Watching numerous games in the hurling championships at minor, U20 and senior level in recent years it is obvious that a significant rule change is needed.
Hurling needs a black card. Full stop.
And the reason? To stop those teams holding a lead late on in games from cynically fouling their opponents who have created a goal-scoring opportunity.
Players are happy to take a yellow card late on in games rather than run the risk of a goal being scored if they opt not to haul their opposition player down.
Indeed, players on teams defending a lead, can take it in turns, if not already on a yellow card, to commit cynical fouls in order to prevent the opposition from scoring goal.
The question is whether the introduction of a black card where a player is forced to leave the field for 10 minutes is sufficient punishment for a player who commits a cynical foul to prevent a goal being scored.
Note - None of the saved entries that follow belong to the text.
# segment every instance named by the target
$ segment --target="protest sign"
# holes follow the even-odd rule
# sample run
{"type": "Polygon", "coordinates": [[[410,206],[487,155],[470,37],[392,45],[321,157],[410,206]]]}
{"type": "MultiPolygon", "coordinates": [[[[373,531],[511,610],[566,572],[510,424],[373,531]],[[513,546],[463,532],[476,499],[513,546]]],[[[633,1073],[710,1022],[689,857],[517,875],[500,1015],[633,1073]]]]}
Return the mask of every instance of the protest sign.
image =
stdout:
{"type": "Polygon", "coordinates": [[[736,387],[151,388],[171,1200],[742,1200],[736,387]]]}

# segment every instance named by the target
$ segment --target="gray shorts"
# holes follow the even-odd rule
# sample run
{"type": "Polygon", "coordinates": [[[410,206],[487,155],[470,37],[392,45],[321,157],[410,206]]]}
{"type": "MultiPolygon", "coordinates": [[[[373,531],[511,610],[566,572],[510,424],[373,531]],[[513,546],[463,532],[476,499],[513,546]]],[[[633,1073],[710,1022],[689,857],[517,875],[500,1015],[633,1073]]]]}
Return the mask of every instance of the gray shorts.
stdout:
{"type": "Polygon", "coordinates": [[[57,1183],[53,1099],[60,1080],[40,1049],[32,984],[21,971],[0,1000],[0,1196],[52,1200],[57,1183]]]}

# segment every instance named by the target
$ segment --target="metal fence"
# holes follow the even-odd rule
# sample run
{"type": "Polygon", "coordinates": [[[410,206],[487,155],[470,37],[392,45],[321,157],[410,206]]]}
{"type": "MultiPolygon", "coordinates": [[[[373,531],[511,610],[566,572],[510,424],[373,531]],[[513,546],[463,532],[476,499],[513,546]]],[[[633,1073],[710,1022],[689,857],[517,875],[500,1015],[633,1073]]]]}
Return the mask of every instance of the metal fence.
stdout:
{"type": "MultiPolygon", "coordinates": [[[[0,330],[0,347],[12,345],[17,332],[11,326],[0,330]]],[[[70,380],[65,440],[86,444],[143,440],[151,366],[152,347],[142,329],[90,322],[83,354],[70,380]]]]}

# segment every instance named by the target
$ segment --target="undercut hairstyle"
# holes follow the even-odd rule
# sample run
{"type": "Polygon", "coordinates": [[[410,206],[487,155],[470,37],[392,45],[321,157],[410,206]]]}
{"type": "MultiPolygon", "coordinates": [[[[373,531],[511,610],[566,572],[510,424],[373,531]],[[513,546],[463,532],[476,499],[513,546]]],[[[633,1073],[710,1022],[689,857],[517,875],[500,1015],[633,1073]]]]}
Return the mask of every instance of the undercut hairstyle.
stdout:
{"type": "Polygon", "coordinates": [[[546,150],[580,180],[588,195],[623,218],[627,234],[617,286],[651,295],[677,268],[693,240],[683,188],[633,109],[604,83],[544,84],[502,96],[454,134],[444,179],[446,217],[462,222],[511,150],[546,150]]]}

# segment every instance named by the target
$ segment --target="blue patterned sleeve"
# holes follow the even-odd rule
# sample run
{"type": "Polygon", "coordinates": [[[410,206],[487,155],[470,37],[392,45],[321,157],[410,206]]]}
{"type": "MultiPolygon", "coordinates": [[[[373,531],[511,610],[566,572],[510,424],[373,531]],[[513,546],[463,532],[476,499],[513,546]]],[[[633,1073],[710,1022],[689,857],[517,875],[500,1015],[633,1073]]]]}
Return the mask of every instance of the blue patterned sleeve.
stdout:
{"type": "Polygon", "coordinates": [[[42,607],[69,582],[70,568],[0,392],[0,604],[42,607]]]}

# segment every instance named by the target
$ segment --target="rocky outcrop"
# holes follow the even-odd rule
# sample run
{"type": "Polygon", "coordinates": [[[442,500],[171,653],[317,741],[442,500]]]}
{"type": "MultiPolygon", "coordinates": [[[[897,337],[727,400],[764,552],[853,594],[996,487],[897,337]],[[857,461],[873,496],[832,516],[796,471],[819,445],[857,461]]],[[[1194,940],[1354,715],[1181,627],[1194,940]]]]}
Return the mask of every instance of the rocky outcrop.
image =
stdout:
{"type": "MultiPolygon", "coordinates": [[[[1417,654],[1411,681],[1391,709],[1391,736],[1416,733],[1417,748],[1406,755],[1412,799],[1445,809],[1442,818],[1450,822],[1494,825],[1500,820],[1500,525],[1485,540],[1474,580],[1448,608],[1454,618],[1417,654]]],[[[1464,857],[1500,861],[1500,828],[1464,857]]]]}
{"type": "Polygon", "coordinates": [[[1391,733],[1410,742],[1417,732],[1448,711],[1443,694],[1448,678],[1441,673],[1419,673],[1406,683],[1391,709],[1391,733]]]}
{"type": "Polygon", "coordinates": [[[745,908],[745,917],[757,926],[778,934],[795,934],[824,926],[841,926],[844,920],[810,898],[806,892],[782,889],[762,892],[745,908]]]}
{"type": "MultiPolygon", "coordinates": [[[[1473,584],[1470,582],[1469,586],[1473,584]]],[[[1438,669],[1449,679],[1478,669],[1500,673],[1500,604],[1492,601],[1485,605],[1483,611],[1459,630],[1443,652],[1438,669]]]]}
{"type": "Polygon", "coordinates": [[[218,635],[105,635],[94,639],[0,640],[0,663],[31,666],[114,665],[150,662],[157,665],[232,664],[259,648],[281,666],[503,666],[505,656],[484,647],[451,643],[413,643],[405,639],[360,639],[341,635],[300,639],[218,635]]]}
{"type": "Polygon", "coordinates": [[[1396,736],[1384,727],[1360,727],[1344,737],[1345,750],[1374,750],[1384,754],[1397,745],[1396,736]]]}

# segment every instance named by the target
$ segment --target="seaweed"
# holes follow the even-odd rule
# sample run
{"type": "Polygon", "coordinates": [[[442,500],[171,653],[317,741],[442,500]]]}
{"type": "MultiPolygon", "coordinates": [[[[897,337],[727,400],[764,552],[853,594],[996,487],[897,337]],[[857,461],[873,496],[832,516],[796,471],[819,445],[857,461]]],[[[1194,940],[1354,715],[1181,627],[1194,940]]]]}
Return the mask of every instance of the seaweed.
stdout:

Going down to 14 players for the final minute or two of a game when holding a two or three point advantage, for example, is not going to players from engaging in cynical fouling.
If the foul is committed, say inside the 45m line, a penalty should also be awarded to the attacking team. The possibility of conceding a goal would quickly deter the defending side from engaging in such cynical fouling.
Will we see a black card in hurling? Time will tell.